No Frontier AI Model Is Safe Under Iterative Attack, Cisco Research Reveals

Cisco's "Proprietary Problems" report tests 15 closed models across 37,000 adversarial prompts and finds that every major AI system buckles when attackers are allowed to keep trying.

The safety ratings plastered on frontier AI models may be worth considerably less than advertised. That is the headline conclusion of a major new study from Cisco Research released this week, titled Proprietary Problems: No Frontier Model Is Multi-Turn Immune — and the numbers behind it are difficult to dismiss.

Researchers tested 15 closed, proprietary flagship models from OpenAI, Anthropic, Google, Amazon, and xAI between January and April 2026, running 30,090 single-turn adversarial prompts and 6,986 multi-turn attack sequences across 1,456 separate conversations. The verdict: not one model can be characterized as safe when an adversary is allowed to iterate.

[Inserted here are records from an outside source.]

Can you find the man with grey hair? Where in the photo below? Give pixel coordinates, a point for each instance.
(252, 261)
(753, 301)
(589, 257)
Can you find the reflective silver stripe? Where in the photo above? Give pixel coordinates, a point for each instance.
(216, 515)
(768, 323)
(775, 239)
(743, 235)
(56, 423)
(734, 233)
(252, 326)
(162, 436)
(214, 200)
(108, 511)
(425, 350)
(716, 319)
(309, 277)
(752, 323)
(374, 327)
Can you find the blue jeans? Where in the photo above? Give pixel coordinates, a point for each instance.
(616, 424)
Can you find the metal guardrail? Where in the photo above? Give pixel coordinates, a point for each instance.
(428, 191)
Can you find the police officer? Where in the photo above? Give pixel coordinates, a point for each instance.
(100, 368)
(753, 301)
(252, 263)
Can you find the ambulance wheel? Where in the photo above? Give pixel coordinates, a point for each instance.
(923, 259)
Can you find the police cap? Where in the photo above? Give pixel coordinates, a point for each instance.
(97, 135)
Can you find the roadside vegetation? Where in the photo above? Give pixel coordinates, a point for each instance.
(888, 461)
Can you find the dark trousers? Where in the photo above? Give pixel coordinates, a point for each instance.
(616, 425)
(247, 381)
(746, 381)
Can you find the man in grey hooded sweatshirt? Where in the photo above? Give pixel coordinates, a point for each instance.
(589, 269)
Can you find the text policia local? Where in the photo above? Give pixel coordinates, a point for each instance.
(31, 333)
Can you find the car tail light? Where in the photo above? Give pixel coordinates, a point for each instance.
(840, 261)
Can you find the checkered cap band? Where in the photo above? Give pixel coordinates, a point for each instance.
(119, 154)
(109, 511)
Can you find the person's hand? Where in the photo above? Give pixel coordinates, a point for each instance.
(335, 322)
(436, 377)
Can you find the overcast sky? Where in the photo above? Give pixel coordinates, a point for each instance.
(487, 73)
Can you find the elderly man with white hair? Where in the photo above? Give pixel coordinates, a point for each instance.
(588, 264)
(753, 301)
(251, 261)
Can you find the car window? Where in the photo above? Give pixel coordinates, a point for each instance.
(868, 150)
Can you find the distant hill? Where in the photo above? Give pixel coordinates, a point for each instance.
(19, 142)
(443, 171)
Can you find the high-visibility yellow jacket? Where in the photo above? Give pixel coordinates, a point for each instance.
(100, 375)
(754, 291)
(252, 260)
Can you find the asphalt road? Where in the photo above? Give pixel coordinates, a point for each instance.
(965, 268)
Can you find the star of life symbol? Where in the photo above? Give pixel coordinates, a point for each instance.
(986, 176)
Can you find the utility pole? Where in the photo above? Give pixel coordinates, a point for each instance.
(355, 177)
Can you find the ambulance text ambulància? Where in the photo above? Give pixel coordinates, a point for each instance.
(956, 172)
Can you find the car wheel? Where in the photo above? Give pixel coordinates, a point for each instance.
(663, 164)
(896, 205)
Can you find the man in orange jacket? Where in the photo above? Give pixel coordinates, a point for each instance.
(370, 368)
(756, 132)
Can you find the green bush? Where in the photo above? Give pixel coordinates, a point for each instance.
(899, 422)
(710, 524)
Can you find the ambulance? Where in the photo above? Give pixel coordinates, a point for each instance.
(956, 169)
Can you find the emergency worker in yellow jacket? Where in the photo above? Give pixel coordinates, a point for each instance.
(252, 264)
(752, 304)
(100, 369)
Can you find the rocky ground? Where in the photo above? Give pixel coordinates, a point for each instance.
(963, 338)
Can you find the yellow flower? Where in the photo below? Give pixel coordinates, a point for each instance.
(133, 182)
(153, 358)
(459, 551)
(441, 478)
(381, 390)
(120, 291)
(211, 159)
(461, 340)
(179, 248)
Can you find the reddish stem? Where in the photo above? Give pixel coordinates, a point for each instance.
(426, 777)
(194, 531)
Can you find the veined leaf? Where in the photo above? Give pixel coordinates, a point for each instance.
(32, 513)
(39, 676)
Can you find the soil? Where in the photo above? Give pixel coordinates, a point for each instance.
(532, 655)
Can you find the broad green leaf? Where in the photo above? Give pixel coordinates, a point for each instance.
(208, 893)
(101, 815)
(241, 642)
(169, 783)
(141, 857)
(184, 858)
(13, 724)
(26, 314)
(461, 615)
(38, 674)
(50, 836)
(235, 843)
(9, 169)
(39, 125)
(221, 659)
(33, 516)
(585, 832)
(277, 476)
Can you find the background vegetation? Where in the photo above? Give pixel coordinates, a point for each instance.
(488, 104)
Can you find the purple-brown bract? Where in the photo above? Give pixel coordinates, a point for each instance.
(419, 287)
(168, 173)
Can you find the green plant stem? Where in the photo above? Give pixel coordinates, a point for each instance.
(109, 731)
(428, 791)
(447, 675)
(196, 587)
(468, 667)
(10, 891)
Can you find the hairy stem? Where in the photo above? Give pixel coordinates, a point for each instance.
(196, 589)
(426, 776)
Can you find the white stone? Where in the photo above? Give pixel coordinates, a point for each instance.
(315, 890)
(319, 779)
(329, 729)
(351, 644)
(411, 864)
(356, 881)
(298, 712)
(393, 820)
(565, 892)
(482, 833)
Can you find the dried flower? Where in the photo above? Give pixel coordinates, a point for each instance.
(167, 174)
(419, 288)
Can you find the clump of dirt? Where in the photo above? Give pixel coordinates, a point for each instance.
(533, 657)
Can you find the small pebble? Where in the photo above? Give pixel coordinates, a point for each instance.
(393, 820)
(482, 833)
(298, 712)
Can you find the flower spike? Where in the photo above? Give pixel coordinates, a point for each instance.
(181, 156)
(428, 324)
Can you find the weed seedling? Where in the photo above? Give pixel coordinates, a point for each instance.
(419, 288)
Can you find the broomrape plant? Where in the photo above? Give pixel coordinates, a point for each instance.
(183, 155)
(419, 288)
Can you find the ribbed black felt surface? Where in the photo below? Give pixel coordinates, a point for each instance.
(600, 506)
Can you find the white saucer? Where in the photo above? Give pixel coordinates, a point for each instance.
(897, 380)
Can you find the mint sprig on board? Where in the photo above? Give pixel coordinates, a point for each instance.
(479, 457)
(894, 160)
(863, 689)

"No frontier closed model in this cohort can be characterized as safe under iterative attack," the report states — a finding that directly challenges how AI safety benchmarks are currently designed, marketed, and consumed.

The Benchmark Problem

The core argument is methodological. Most published safety evaluations — including those cited by model providers — rely on single-turn testing: one prompt in, one response out. If the model refuses, it counts as a pass. The problem, Cisco argues, is that real adversaries do not stop at the first refusal.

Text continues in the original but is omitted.